米環境保護局(EPA)は10日に、人体に有害な有機フッ素化合物(PFAS)の飲料水における含有量ついて法的拘束力のある基準値を定めました。これまでは州レベルの規制でしたが、連邦政府が強制力のある基準を決めるのは初めてです。特に有毒なPFOSとPFOAの基準値を1リットル当たり4ナノ(10億分の1)グラムとし、強制力のない目標値はゼロとしました。日本では両物質の合算で50ナノグラム/ℓが暫定基準値で、アメリカの10倍以上です。

横浜市のホームページには、「国の調査では、動物実験や海外での事例により、有機フッ素化合物を継続的に多量に摂取した場合、発がん性や甲状腺異常などの健康影響の可能性が報告されていますが、国際的にも科学的な知見が不十分です。国においても、引き続き毒性評価の情報収集、検出状況の把握を進めることとしています。なお、環境省が作成した『PFOS、PFOAに関するQ&A(令和5年7月)』によると、国内において、有機フッ素化合物の摂取が主たる要因とみられる個人の健康被害が発生したという事例は確認されておりません。」と記載されています。PFASは水や油をはじき、熱に強いなど利便性の高い性質により、消火剤や焦げ付きにくいフライパンなど、市民生活に身近なところでさまざまな製品に使われています。しかし「永遠の化学物質」と言われ、自然界に流出するとほとんど分解されません。
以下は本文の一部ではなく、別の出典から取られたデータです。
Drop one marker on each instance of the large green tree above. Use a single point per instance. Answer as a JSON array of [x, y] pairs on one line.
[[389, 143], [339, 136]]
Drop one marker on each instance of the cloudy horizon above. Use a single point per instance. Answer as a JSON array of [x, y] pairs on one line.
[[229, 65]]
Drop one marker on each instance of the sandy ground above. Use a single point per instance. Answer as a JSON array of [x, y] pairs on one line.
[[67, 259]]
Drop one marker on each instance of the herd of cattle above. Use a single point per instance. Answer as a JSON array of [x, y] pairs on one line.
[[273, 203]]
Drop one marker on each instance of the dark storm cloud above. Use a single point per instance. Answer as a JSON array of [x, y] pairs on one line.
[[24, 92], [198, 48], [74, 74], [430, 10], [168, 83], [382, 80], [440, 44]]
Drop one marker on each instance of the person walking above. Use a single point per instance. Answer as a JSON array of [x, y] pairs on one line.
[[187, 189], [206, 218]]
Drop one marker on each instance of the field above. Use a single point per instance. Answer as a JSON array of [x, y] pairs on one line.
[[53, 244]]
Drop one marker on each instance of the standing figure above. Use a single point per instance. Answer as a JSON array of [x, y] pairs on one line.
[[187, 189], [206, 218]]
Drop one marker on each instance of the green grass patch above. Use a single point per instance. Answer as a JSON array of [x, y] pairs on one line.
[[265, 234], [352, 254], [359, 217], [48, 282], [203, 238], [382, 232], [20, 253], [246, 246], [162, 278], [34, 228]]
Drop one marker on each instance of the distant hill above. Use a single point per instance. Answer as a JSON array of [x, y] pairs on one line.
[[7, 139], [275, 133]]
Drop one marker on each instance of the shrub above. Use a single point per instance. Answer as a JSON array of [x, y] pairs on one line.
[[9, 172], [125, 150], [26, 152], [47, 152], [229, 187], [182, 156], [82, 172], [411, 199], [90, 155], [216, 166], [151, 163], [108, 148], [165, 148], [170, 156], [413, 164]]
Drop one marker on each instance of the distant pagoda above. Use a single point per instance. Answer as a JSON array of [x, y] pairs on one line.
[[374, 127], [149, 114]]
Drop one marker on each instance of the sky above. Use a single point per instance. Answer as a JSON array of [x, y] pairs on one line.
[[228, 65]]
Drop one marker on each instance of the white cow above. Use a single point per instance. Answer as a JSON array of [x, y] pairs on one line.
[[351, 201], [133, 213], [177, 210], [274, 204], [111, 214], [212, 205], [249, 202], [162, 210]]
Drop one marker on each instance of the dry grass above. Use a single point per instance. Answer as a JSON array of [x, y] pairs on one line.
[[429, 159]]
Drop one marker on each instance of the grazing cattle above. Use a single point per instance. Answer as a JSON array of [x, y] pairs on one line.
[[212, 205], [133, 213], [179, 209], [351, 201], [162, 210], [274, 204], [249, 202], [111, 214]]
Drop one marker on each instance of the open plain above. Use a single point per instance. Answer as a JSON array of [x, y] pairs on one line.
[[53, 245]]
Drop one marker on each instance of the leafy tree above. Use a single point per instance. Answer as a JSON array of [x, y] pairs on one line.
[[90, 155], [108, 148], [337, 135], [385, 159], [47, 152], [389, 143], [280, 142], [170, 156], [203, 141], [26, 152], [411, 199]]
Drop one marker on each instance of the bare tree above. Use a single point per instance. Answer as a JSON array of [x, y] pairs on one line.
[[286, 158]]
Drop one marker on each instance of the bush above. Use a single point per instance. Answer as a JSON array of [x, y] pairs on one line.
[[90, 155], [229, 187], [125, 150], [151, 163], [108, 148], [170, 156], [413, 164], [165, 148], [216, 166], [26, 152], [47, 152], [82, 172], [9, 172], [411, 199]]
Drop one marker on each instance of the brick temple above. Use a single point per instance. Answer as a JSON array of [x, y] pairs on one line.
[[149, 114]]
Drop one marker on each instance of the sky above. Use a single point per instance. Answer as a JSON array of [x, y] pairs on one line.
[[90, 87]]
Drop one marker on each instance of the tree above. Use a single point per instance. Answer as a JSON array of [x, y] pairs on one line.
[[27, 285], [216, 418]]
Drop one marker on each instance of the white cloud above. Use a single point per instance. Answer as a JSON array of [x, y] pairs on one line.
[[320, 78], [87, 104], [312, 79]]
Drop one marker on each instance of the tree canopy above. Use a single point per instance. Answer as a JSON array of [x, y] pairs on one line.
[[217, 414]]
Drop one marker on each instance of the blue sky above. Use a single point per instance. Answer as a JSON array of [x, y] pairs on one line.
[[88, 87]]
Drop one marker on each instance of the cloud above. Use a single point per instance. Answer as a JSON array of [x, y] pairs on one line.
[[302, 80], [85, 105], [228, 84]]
日本でも各地の米軍基地や化学工場の周辺で暫定基準値を超える汚染が報告されています。健康被害が確認されてからでは、取り返しのつかない環境汚染になります。

2016年ごろから沖縄の米軍基地周辺では泡消火剤によるPFASの流出が問題になっていました。しかし、日米地位協定によって米軍基地への立ち入り調査ができず、汚染源は特定できないということになっています。厚木や横須賀、横田などの米軍基地周辺でも同様な事態になっています。一方アメリカ国内の基地では、汚染浄化や情報公開が進んでいます。今回の米連邦政府の決定を受けて、日本政府は米軍基地への立ち入り調査、情報開示を強く求めるべきです。このように日米が対等な関係でない状況下で、岸田首相は渡米して、日本をアメリカのグローバル・パートナーと位置付け、日米一体化した軍備強化を約束してきました。どこを向いて政治を行っているのか、危ういと言わざるを得ません。